On pensait que l’amour n’avait pas de prix. Mais à y regarder de plus près, il y a hélas un ticket de caisse, et il n’est pas franchement en faveur des femmes en couple. Les inégalités de patrimoine et de revenus entre hommes et femmes n’ont jamais été aussi criantes, et la « conjugaison des finances » reste (trop) souvent synonyme d’injustices subies. Lumière sur un phénomène qui fait grincer des dents… et des portefeuilles.
Des chiffres qui piquent : l’écart grandit dans le couple
- Entre 1998 et 2015, l’écart de patrimoine entre les femmes et les hommes a bondi de 9 à 16% selon les économistes Nicolas Frémeaux et Marion Leturcq (2020).
- En moyenne, 75% des femmes en couple touchent un revenu inférieur de 42% à celui de leur conjoint. Un gouffre… alors que chez les célibataires, cet écart tombe à 9%.
Pas besoin d’être mathématicien pour comprendre d’où souffle le vent de l’inégalité !
Petits yaourts, grands écarts : quand la répartition tourne à la caricature
La journaliste et essayiste Titiou Lecoq, dans son ouvrage « Le Couple et l’argent », dissèque avec humour et pédagogie la mécanique implacable de cette répartition bancale. Selon elle : « Petit salaire, petite dépense. Gros salaire, grosse dépense ». Dans bien des couples, le plus riche assume les gros investissements (logement, voiture…) pendant que le moins aisé s’occupe des dépenses ménagères, entre autres… les fameux « pots de yaourt ».
Résultat, quand la belle histoire tourne vinaigre, monsieur repart souvent avec la maison et la voiture. Et madame ? Il ne lui reste que ses (tristement) vides pots de yaourt. De quoi donner envie de militer pour l’égalité jusque dans le frigo !
Un système social et fiscal qui creuse le fossé
- Les prestations et minima sociaux individuels sont calculés sur la base des ressources du foyer. Une femme aux faibles revenus mais en couple avec un homme qui gagne bien sa vie ne touchera pas d’aide. L’État considère que « solidarité conjugale » oblige, c’est à monsieur de compenser.
- Ce même monsieur sera récompensé par un quotient familial avantageux lors du calcul de l’impôt sur le revenu, ce qui laisse nombre de femmes dans une situation de redevabilité, parfois instrumentalisée pour asseoir une forme d’emprise (« Tu me dois bien ça ! »).
Mais ce n’est pas tout.
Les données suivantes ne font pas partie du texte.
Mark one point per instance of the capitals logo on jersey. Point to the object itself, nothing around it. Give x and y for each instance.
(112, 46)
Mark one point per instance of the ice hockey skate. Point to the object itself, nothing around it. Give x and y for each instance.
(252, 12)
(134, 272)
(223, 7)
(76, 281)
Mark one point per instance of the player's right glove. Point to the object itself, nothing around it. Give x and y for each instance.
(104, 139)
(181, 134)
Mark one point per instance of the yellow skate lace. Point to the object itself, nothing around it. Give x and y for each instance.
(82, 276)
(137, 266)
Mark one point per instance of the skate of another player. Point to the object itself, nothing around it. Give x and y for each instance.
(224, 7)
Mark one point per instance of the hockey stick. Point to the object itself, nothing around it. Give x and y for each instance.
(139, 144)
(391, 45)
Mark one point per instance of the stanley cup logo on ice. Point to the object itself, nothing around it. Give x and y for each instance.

L’impôt sur le revenu est calculé sur la somme des revenus du couple. Résultat ? Le taux d’imposition baisse pour celui qui gagne le plus… et grimpe pour le plus modeste. Autant dire que les trois quarts de femmes dont le salaire est inférieur à celui de leur conjoint sont à la traîne… encore plus si le couple se sépare l’année suivante.
L’Observatoire de l’émancipation économique des femmes note même que cette « conjugalisation » de l’impôt perpétue les inégalités salariales et d’emploi. Pas étonnant que les jeunes couples privilégient de plus en plus l’imposition séparée pour tenter d’échapper au jeu de dupes.
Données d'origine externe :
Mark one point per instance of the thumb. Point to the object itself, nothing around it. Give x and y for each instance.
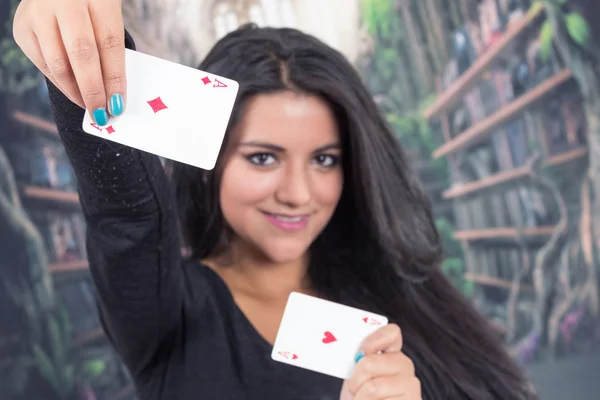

Des cas de figure variés, mais une vigilance toujours nécessaire
Attention cependant à ne pas tomber dans la généralisation à marche forcée. Réduire la variété des rapports humains à une seule théorie, même celle (très parlante) du pot de yaourt, serait risqué. Cette mécanique concerne uniquement les couples à revenus inégaux. À noter : dans 25% des couples hétérosexuels, ce sont les hommes qui se retrouvent du côté du yaourt !
Il n’existe pas de règle immuable où le moins riche compense systématiquement, ni de course effrénée à l’enrichissement dans chaque foyer. Rien d’injuste si la situation financière résulte d’un libre choix accepté par les deux partenaires. Mais il n’est pas question de fermer les yeux lorsque l’injustice vire à l’abus ou la violence économique.
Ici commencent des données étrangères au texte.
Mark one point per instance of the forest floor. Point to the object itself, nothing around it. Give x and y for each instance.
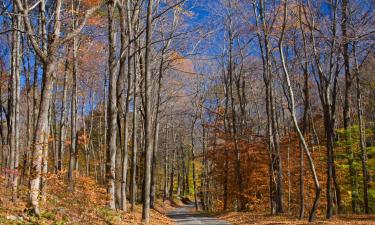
(242, 218)
(85, 205)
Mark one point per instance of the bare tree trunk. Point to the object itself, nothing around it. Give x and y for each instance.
(112, 110)
(291, 105)
(147, 117)
(63, 118)
(362, 137)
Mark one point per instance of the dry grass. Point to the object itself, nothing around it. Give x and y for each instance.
(240, 218)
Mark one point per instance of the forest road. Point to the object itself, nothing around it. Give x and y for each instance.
(186, 216)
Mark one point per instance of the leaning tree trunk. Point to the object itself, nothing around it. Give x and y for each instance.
(112, 110)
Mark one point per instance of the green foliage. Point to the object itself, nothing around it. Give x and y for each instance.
(348, 161)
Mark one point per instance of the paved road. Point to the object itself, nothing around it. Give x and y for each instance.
(186, 216)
- La compensation du plus pauvre n’est pas automatique.
- Chacun doit être vigilant sur la liberté de choix dans le couple.
En conclusion : L’équité ne s’invite pas toute seule dans le couple !
Le couple « pot de yaourt » n’est pas une fatalité si la répartition s’accompagne d’un vrai dialogue et de respect. Mais lorsque les rouages sociaux et fiscaux continuent d’alourdir la barque des femmes, il est temps de changer de recette. À quand la fin des inégalités de patrimoine et de revenus dans le couple ? Reste à faire rimer amour avec justice… et à veiller à ce qu’au fond du frigo, chacun retrouve sa part équitable.